New York City is planning to replace public payphones with a new communications network expected to “bring the fastest available municipal Wi-Fi to millions of New Yorkers,” for free. The construction of the network will begin in 2015, and the first structures will become operational by the year’s end.

As part of a new plan dubbed “LinkNYC,” the city’s aging payphone system will make way for the deployment of 10,000 Wi-Fi hubs, called “Links,” which will be installed across all five boroughs of New York. In addition to being free Wi-Fi hubs that can run up to gigabit speeds seven days a week, “Links” also offer other services, including free phone calls anywhere within the U.S., easy access to 911 and 311 calls, and a free charging station for mobile devices.

LinkNYC_WiFi LinkNYC is a first-of-its-kind communications network that will bring the fastest available municipal Wi-Fi to millions of New Yorkers, small businesses, and visitors. Photo: LinkNYC, Flickr

The “Links” Wi-Fi hubs “will be funded through advertising revenues, will be built at no cost to taxpayers, and will generate more than $500 million in revenue for the City over the first 12 years,” according to the LinkNYC website.
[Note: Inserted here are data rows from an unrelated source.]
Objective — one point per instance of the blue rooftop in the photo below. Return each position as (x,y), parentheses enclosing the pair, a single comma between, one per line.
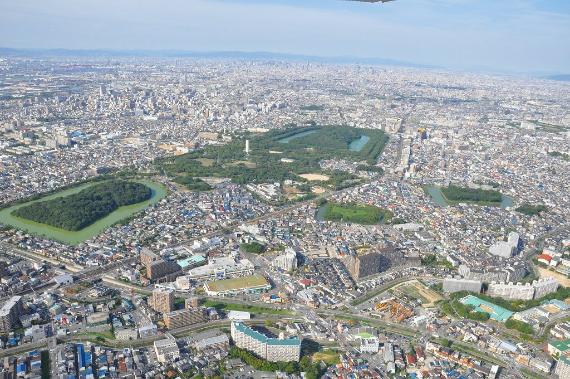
(264,339)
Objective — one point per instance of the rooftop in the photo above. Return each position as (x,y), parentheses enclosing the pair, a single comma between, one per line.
(293,341)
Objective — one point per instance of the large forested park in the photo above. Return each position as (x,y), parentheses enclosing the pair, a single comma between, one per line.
(357,213)
(281,154)
(77,211)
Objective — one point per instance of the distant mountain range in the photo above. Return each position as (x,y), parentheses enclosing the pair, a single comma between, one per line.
(234,55)
(561,78)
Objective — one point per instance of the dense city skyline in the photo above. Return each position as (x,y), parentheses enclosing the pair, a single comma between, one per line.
(507,36)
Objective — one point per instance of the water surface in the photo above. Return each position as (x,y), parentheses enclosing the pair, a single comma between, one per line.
(75,237)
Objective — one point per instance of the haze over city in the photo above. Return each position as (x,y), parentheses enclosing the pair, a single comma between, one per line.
(522,36)
(284,189)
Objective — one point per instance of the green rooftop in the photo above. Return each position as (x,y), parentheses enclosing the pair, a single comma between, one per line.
(561,345)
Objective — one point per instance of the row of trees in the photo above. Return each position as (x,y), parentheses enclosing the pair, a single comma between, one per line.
(261,166)
(356,213)
(456,193)
(76,211)
(531,210)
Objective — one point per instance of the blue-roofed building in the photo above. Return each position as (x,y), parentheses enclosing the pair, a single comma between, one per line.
(21,368)
(80,356)
(191,261)
(272,349)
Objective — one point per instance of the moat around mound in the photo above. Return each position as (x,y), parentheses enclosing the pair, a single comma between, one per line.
(101,209)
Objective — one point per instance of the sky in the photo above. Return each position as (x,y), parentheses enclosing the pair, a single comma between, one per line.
(524,36)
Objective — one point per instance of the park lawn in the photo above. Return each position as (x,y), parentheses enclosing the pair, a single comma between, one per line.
(456,194)
(357,213)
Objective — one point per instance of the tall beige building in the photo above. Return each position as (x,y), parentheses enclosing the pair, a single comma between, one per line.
(10,314)
(162,300)
(272,349)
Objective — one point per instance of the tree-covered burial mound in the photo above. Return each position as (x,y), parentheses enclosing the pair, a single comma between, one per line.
(79,210)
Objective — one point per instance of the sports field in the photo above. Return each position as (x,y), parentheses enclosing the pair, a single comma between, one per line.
(419,291)
(252,281)
(497,313)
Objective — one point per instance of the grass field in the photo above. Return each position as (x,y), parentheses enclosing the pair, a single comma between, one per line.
(357,213)
(330,357)
(419,291)
(237,283)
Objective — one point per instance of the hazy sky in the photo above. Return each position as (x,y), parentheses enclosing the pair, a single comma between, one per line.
(518,35)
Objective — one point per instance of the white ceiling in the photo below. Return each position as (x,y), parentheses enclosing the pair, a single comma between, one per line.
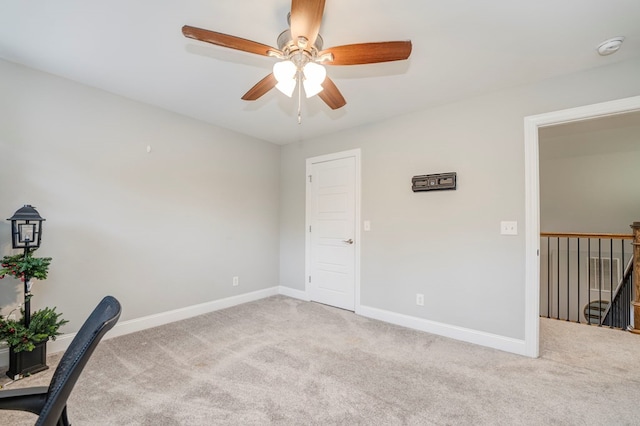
(461,48)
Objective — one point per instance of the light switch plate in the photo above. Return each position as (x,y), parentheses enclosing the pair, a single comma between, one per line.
(509,228)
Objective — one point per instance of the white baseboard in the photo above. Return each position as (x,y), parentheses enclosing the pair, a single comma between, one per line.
(495,341)
(143,323)
(292,292)
(138,324)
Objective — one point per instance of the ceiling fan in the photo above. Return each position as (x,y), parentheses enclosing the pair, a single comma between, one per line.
(301,54)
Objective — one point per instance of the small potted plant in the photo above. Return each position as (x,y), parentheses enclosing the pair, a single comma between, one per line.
(27,336)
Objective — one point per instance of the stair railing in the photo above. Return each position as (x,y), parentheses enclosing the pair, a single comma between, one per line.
(581,271)
(618,312)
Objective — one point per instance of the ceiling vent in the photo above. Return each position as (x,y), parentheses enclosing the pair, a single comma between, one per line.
(610,46)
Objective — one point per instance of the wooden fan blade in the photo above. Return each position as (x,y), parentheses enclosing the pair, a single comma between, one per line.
(262,87)
(306,16)
(331,95)
(225,40)
(369,53)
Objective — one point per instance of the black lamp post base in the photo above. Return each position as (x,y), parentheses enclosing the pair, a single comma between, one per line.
(24,363)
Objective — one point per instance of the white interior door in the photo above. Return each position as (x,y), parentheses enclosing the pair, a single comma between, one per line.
(332,231)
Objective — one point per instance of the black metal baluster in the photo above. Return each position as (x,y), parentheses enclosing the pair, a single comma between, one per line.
(578,302)
(600,281)
(548,277)
(558,280)
(568,277)
(611,289)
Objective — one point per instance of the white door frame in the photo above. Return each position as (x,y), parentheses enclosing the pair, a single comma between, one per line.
(307,238)
(532,201)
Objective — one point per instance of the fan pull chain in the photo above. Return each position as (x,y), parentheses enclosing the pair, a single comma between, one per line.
(299,97)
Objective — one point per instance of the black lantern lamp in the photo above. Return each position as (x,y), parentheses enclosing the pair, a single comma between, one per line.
(26,231)
(26,228)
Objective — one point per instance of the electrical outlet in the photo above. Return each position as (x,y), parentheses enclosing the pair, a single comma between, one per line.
(508,228)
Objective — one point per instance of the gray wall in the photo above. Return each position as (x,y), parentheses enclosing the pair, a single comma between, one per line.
(160,230)
(445,245)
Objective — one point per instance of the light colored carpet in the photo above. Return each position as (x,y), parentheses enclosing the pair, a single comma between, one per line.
(287,362)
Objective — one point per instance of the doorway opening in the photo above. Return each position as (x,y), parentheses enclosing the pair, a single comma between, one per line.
(532,126)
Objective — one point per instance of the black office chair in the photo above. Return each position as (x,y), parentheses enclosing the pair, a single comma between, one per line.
(50,403)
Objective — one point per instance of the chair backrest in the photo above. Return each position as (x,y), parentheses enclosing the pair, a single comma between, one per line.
(101,320)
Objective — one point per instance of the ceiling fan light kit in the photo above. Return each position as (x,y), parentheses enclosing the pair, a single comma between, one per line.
(301,55)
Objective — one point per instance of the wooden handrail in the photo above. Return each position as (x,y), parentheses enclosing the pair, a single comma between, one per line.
(586,235)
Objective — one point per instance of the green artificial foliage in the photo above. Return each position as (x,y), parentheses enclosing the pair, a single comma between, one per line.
(44,325)
(21,265)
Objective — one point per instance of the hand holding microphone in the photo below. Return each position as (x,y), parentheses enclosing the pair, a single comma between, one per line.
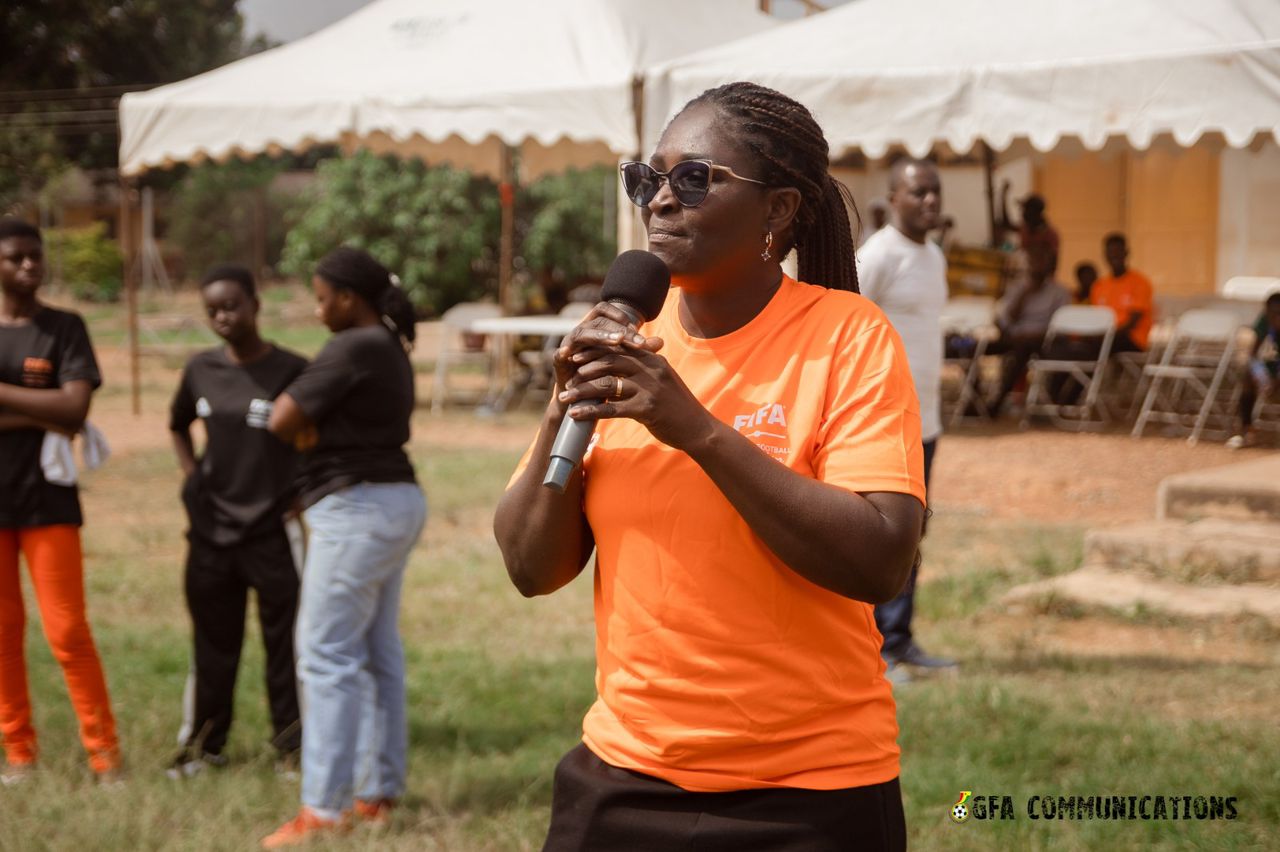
(636,284)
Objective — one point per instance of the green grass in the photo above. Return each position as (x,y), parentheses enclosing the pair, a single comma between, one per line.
(498,685)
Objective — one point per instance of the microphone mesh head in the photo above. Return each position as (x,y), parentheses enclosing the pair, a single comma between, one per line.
(639,279)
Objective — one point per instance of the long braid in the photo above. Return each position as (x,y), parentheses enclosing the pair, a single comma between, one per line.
(792,152)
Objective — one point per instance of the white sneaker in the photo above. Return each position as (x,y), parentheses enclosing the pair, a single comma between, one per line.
(16,774)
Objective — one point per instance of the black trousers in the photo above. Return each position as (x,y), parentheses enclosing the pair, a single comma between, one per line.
(218,582)
(597,807)
(894,619)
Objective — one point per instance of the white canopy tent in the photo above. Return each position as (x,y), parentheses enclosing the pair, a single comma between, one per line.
(444,79)
(447,81)
(923,72)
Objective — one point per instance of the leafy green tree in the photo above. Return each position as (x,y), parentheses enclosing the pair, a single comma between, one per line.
(561,223)
(30,157)
(215,214)
(437,228)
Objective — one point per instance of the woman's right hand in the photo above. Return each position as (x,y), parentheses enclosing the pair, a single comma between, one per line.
(607,328)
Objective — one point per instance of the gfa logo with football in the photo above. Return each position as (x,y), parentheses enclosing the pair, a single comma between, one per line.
(982,807)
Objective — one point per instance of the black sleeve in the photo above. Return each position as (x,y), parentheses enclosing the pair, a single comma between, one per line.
(76,360)
(182,410)
(327,380)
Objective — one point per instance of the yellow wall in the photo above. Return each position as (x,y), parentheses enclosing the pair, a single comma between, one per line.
(1164,200)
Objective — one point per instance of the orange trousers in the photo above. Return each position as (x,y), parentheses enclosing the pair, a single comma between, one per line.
(56,568)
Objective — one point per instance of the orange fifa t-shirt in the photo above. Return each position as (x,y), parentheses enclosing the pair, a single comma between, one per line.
(1124,294)
(718,668)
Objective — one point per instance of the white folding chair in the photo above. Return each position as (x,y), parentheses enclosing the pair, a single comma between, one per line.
(1082,321)
(458,349)
(1184,384)
(969,320)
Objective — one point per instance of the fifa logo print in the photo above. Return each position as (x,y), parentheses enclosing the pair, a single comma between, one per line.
(960,810)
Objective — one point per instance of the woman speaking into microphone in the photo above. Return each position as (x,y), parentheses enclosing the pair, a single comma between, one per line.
(754,488)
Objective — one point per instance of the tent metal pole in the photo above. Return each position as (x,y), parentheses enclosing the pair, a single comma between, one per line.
(507,244)
(988,179)
(124,233)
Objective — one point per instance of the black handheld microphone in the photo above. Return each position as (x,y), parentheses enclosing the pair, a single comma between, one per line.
(636,283)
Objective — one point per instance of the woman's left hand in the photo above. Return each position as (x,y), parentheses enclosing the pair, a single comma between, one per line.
(638,384)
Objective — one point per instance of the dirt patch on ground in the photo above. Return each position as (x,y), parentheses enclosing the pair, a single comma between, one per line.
(1055,476)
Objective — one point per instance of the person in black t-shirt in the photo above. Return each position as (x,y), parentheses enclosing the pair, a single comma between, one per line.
(237,494)
(351,410)
(48,375)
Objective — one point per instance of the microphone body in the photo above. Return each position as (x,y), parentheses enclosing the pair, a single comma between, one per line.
(636,283)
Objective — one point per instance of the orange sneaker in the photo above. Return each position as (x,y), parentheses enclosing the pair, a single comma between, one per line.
(374,810)
(304,827)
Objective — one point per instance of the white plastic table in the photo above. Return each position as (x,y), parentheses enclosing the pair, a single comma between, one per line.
(507,329)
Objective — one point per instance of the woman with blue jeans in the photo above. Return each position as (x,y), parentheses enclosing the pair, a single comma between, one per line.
(350,411)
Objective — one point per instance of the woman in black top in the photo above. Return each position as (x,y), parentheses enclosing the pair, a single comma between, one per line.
(351,410)
(236,494)
(48,374)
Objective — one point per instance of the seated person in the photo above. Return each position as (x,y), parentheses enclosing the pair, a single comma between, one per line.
(1128,293)
(1260,374)
(1086,276)
(1023,317)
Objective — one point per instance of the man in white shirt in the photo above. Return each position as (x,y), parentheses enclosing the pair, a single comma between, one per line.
(905,274)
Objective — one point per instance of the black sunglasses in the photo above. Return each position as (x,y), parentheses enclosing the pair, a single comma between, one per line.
(690,181)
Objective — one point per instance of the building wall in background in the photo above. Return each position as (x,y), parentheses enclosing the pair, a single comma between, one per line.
(1248,228)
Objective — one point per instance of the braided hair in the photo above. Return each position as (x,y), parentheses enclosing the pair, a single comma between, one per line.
(231,273)
(352,269)
(792,152)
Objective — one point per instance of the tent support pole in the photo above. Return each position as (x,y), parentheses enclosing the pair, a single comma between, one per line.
(988,181)
(507,244)
(124,233)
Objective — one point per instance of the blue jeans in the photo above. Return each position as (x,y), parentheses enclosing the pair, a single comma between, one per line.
(894,619)
(350,656)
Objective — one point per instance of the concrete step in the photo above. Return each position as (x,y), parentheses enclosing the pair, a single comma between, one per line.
(1127,592)
(1234,552)
(1244,491)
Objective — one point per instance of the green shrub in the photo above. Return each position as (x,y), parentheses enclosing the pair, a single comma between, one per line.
(214,214)
(437,228)
(86,261)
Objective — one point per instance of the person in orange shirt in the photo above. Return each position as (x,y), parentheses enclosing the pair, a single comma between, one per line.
(753,490)
(48,378)
(1128,293)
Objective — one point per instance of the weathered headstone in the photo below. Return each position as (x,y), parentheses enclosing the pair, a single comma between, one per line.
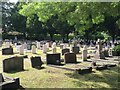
(36,62)
(13,64)
(21,50)
(47,45)
(54,48)
(99,53)
(65,51)
(106,52)
(38,45)
(33,49)
(53,59)
(7,44)
(25,45)
(75,50)
(0,43)
(70,58)
(28,46)
(84,53)
(44,48)
(7,51)
(65,46)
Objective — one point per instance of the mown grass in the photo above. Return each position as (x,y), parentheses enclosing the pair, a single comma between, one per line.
(50,77)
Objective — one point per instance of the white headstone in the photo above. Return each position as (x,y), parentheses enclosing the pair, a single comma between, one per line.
(25,45)
(38,45)
(33,49)
(84,53)
(7,44)
(44,48)
(21,50)
(54,47)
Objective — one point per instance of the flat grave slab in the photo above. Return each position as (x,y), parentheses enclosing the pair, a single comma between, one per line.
(79,70)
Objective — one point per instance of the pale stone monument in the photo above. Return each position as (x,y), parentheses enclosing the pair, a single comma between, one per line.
(44,48)
(47,45)
(7,44)
(99,53)
(33,49)
(21,50)
(54,47)
(84,53)
(38,45)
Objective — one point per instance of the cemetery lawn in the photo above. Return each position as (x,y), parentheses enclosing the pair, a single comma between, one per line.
(50,77)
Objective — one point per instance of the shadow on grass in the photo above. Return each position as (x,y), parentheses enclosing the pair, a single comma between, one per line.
(15,71)
(39,68)
(98,79)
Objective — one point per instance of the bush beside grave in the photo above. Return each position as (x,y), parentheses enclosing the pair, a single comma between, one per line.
(116,51)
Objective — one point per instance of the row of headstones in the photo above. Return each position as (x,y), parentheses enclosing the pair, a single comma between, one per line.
(17,63)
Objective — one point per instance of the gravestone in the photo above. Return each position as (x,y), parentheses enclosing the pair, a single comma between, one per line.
(25,45)
(75,50)
(110,52)
(7,51)
(21,50)
(84,53)
(54,47)
(28,46)
(38,45)
(65,46)
(47,45)
(70,58)
(0,43)
(36,62)
(7,44)
(99,53)
(53,59)
(106,52)
(65,50)
(44,48)
(61,46)
(33,49)
(13,64)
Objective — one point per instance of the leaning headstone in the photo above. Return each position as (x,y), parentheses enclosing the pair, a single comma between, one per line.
(110,52)
(54,48)
(65,46)
(0,43)
(25,45)
(99,53)
(47,44)
(84,53)
(53,59)
(75,50)
(106,52)
(28,46)
(38,45)
(36,62)
(7,44)
(13,64)
(33,49)
(21,50)
(65,51)
(7,51)
(70,58)
(44,48)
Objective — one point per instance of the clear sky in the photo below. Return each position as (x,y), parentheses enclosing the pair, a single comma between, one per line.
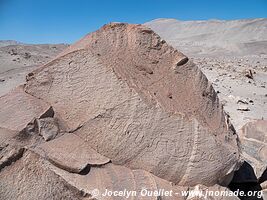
(65,21)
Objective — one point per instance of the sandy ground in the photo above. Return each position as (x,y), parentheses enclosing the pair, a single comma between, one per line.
(244,98)
(226,51)
(16,60)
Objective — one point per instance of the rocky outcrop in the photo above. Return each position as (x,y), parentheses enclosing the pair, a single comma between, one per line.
(254,143)
(140,103)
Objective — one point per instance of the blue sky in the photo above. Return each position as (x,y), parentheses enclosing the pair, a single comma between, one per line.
(65,21)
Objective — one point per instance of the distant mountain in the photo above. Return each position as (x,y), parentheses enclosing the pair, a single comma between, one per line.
(214,37)
(4,43)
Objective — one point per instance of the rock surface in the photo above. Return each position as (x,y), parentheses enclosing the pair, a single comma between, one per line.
(129,94)
(253,138)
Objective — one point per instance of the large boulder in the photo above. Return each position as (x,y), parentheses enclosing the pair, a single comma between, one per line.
(140,103)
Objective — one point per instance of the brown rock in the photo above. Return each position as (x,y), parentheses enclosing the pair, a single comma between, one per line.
(19,108)
(254,143)
(100,93)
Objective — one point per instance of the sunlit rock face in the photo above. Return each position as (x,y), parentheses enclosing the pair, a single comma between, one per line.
(140,103)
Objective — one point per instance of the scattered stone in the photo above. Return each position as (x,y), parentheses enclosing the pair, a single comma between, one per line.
(249,74)
(243,108)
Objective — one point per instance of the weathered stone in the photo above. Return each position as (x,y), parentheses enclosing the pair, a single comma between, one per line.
(127,115)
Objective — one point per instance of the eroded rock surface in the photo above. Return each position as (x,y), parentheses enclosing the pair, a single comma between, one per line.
(140,103)
(253,137)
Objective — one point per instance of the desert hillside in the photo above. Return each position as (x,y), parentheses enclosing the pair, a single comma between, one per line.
(227,52)
(17,59)
(214,37)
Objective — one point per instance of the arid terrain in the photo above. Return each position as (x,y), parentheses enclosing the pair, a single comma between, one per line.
(17,59)
(173,105)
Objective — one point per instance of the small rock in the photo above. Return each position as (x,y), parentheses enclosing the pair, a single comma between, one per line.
(249,74)
(243,108)
(243,101)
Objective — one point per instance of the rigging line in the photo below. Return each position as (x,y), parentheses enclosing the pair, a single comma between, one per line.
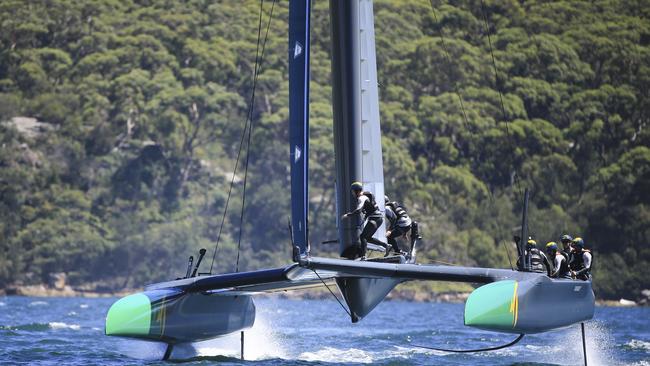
(449,63)
(241,144)
(474,350)
(250,129)
(336,297)
(496,84)
(462,107)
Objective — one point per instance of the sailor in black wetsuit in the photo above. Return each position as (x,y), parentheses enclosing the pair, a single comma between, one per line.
(560,264)
(367,206)
(538,260)
(581,260)
(399,224)
(566,247)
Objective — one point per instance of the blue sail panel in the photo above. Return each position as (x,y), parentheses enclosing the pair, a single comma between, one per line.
(299,11)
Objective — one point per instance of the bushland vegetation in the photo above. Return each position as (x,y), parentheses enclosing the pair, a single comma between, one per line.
(121,123)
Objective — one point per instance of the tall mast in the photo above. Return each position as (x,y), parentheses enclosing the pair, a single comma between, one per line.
(357,136)
(299,11)
(346,102)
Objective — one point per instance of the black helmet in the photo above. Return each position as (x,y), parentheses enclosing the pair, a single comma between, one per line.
(531,243)
(356,186)
(578,243)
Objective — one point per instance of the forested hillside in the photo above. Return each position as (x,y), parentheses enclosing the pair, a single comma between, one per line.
(121,122)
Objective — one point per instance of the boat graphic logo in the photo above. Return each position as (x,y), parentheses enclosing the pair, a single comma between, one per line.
(297,50)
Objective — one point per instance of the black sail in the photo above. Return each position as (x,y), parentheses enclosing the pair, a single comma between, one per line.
(299,11)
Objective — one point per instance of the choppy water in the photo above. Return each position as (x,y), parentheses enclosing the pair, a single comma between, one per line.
(69,331)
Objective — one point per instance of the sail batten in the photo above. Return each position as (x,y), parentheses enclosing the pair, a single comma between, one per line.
(299,15)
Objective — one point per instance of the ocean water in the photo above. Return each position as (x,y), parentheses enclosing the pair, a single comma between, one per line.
(70,331)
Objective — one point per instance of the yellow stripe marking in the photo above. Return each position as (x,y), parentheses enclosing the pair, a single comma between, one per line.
(161,317)
(514,305)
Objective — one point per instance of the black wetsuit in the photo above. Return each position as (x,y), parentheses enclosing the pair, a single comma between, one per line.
(560,270)
(400,223)
(367,205)
(578,265)
(538,261)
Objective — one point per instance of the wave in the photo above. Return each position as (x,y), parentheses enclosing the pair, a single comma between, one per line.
(331,354)
(60,325)
(637,344)
(40,327)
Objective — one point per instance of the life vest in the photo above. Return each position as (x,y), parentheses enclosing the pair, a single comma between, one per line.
(400,212)
(564,267)
(578,260)
(370,207)
(537,261)
(402,217)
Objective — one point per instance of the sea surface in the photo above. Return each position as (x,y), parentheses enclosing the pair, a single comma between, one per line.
(70,331)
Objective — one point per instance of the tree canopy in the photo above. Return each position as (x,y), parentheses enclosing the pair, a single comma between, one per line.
(120,124)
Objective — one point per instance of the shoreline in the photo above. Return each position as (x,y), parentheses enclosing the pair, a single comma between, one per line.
(454,297)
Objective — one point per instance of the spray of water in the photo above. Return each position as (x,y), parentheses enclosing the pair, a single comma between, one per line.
(566,347)
(260,343)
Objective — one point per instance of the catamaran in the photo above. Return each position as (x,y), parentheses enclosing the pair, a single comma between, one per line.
(201,307)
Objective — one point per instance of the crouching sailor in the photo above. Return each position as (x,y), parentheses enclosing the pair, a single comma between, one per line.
(367,206)
(581,260)
(399,224)
(560,265)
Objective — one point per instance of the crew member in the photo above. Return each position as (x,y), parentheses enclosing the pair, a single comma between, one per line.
(538,260)
(566,247)
(560,265)
(399,224)
(581,260)
(367,206)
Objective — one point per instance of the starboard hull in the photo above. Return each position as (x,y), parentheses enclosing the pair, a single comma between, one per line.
(534,305)
(173,316)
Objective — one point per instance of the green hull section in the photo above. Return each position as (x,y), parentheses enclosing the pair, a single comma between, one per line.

The Link structures will include a touchscreen tablet interface to help people access city services, directions and other features. The physical pillars will also have digital displays for advertising and public service announcements.

While LinkNYC has said that the upcoming service will offer gigabit speeds, the claim has raised some eyebrows as commonly used Wi-Fi networks do not yet support sustained gigabit connections from individual devices, The Verge reported.

LinkNYC The Link structures will include a touchscreen tablet interface to help people access city services, directions and other services. Photo: LinkNYC, Flickr

LinkNYC does not say which Wi-Fi standard will be used in the Links pylons, but it claims that “gigabit Wi-Fi is more than a 100 times faster than the average public Wi-Fi and more than 20 times faster than the average home Internet service in NYC. Downloading a two-hour HD movie can take as little as 30 seconds.”

According to LinkNYC, the service will offer an encrypted network connection between the user and a hotspot.

“We encourage you to continue to use end-to-end encryption, such as HTTPS, for any sensitive matters or data… The network will also prevent peer-to-peer security threats by eliminating the ability to communicate device to device,” LinkNYC said in a statement.

The LinkNYC project is the result of a partnership between the Mayor’s Office of Technology and Innovation, the Department of Information Technology and Telecommunications, and CityBridge, a New York City-based consortium.